As Illinois gets closer to a government shutdown, state legislative leaders and Gov. Bruce Rauner met Monday and were unable come to a deal.
State lawmakers and Rauner remain at odds over a budget for the 2016 fiscal year, which starts July 1. The government will begin to shut down Wendesday if a budget is not in place by then.
In an interview with the Chicago Sun-Times after Monday's meeting, House Minority Leader Jim Durkin (R-Western Springs) said, "We're no closer today than we were a month ago on negotiating a budget."
"Nothing's changed," he added. "We are looking for reform. Democrats are looking for Revenue."

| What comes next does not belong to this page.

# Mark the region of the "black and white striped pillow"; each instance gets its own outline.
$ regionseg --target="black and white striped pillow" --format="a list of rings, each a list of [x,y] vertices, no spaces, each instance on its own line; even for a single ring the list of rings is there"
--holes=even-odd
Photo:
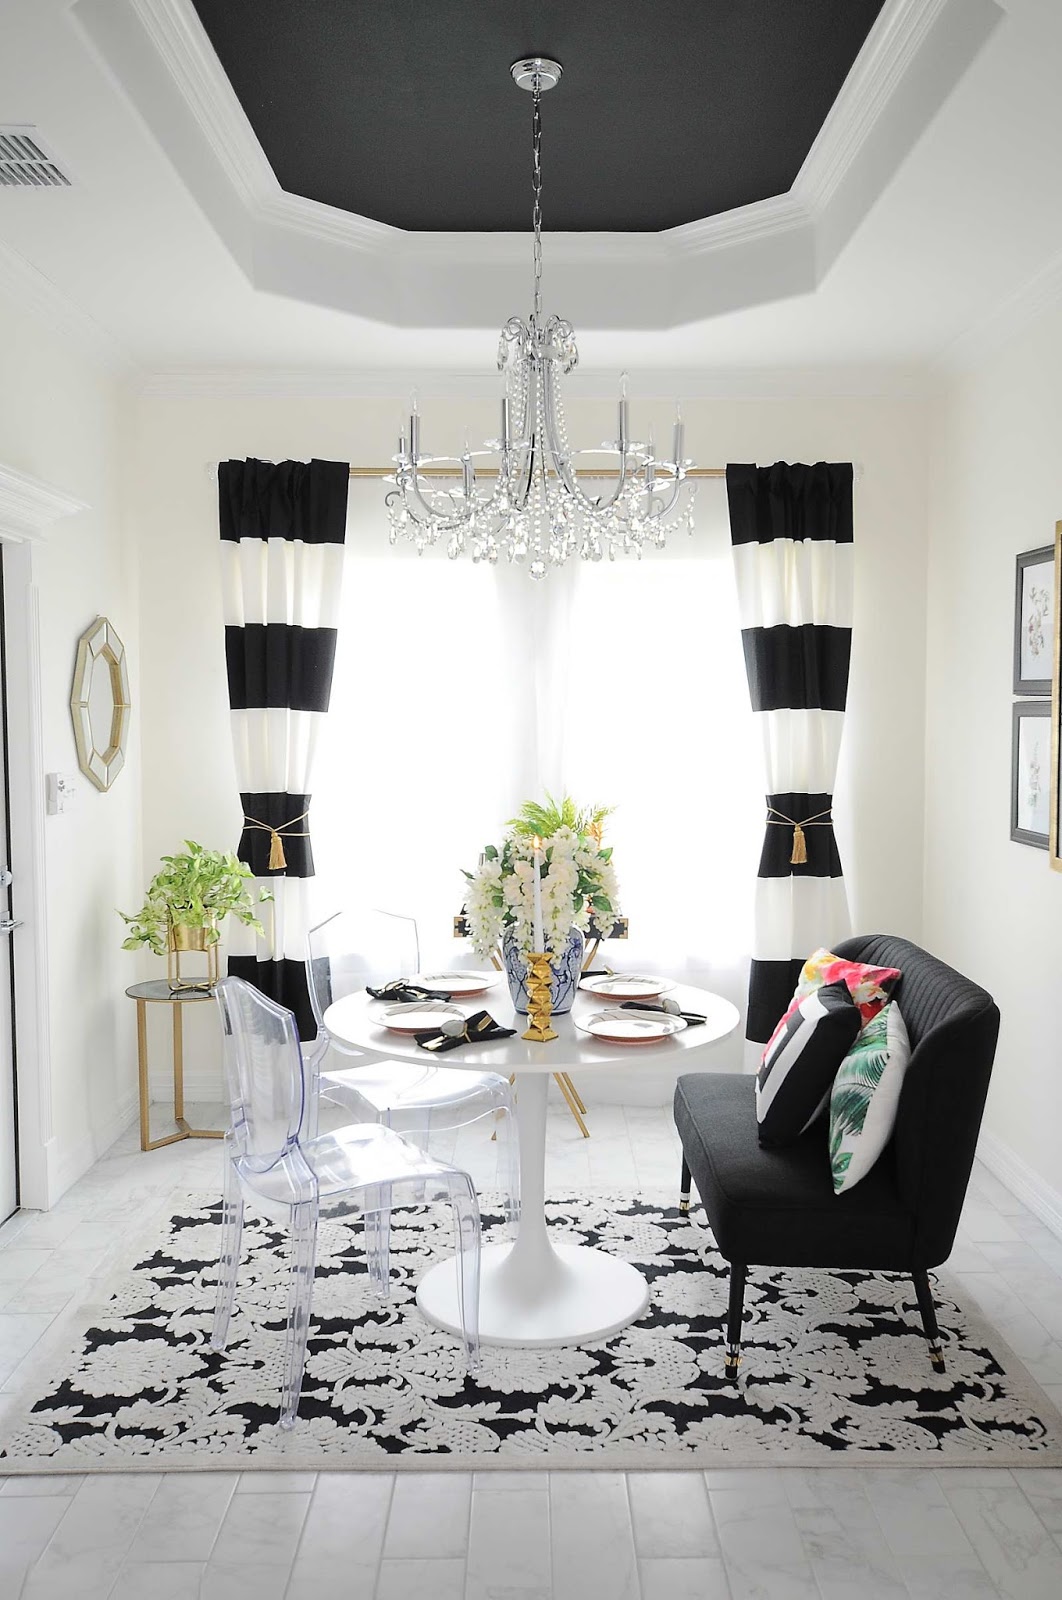
[[[826,1109],[860,1022],[859,1007],[845,983],[825,983],[790,1007],[763,1052],[756,1077],[761,1144],[791,1144]]]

The meeting comes after Rauner vetoed most of the Democrat-passed legislative budget last week, citing its $4 billion shortfall and his desire to see lawmakers adopt items on his "Turnaround Agenda."

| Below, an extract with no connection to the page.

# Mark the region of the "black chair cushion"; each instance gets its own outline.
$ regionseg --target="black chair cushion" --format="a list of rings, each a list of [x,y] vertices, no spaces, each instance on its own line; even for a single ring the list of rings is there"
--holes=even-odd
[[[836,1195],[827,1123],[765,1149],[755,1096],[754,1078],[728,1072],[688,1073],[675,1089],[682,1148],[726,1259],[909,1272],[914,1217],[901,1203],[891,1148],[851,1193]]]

In weighing in on the budget negotiations, Senate President John Cullerton's spokeswoman Rikeesha Phelon told the newspaper, "We've offered other solutions that he's rejected because he wants those pieces of the agenda that we think are harmful."

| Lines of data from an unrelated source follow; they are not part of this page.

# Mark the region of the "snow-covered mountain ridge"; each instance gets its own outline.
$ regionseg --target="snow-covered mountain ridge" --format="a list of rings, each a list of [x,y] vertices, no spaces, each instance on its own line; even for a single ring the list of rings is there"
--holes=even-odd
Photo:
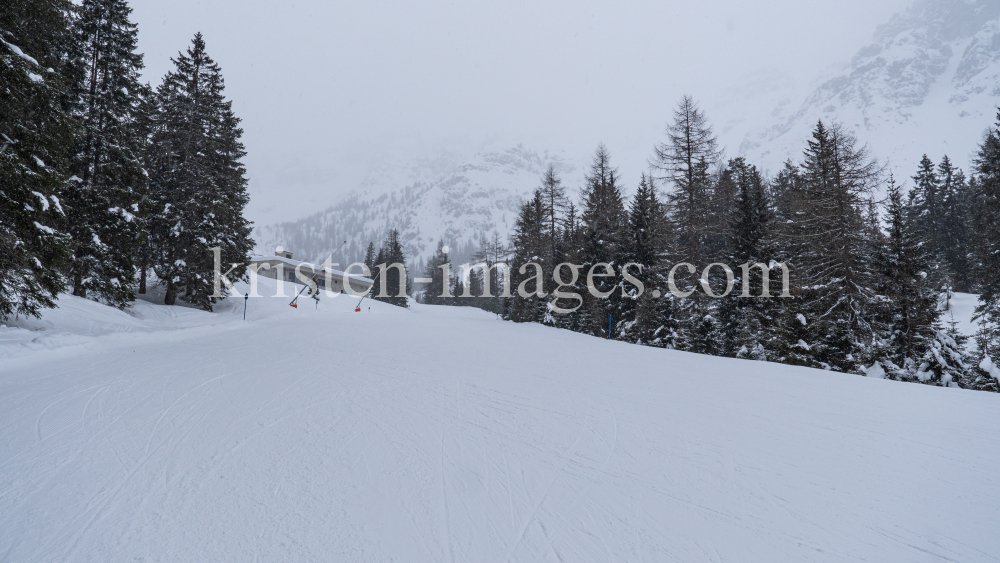
[[[766,169],[798,161],[821,119],[852,130],[897,177],[908,177],[924,153],[967,167],[1000,103],[1000,2],[919,0],[800,103],[778,93],[731,106],[739,116],[760,115],[759,123],[730,127],[726,140]],[[773,111],[755,112],[762,102]]]
[[[268,252],[281,245],[296,257],[322,261],[347,240],[334,255],[346,265],[361,260],[369,242],[378,247],[388,229],[396,228],[411,267],[432,254],[439,239],[454,249],[453,256],[466,257],[494,231],[506,239],[518,208],[549,164],[564,176],[578,169],[560,156],[517,146],[479,152],[446,172],[438,161],[412,165],[402,178],[383,170],[323,211],[258,228],[257,248]],[[432,167],[437,170],[428,170]]]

"As a result, we are no closer to a resolution," she added. "He chose to move toward a shutdown through an outright veto."
The Illinois House will be meeting for a two-day Committee of the Whole starting Tuesday to discuss agency preparations in the event of a state government shutdown.
Rauner informed state workers via a memo that in the event of a government shutdown, "most state services will continue" and that he would work to ensure that state workers would be paid. However, Illinois Attorney General Lisa Madigan raised legal questions on Monday over whether state employees can get paid without an Illinois budget in place.
Meanwhile, Chicago Mayor Rahm Emanuel turned down Rauner's proposal to help the Chicago Public Schools (CPS) make its pension payment, which is due Tuesday, by giving the school district their appropriated state grants early and in one lump sum.
CPS is legally required to make a $634 million pension payment to the Chicago Teachers' Pension Fund by Tuesday. School officials say cash-strapped CPS will be unable to make that pension payment.
The school district is slated to receive a total of $450 million in state grant money during the coming budget year, and Rauner has offered to give the school district the grant funds early.
"We appreciate Gov. Rauner's gesture, but the use of this year's dollars to pay last year's pension payment follows the same path that got the schools into the current financial mess," said the mayor's spokeswoman Kelley Quinn, according to the Chicago Tribune.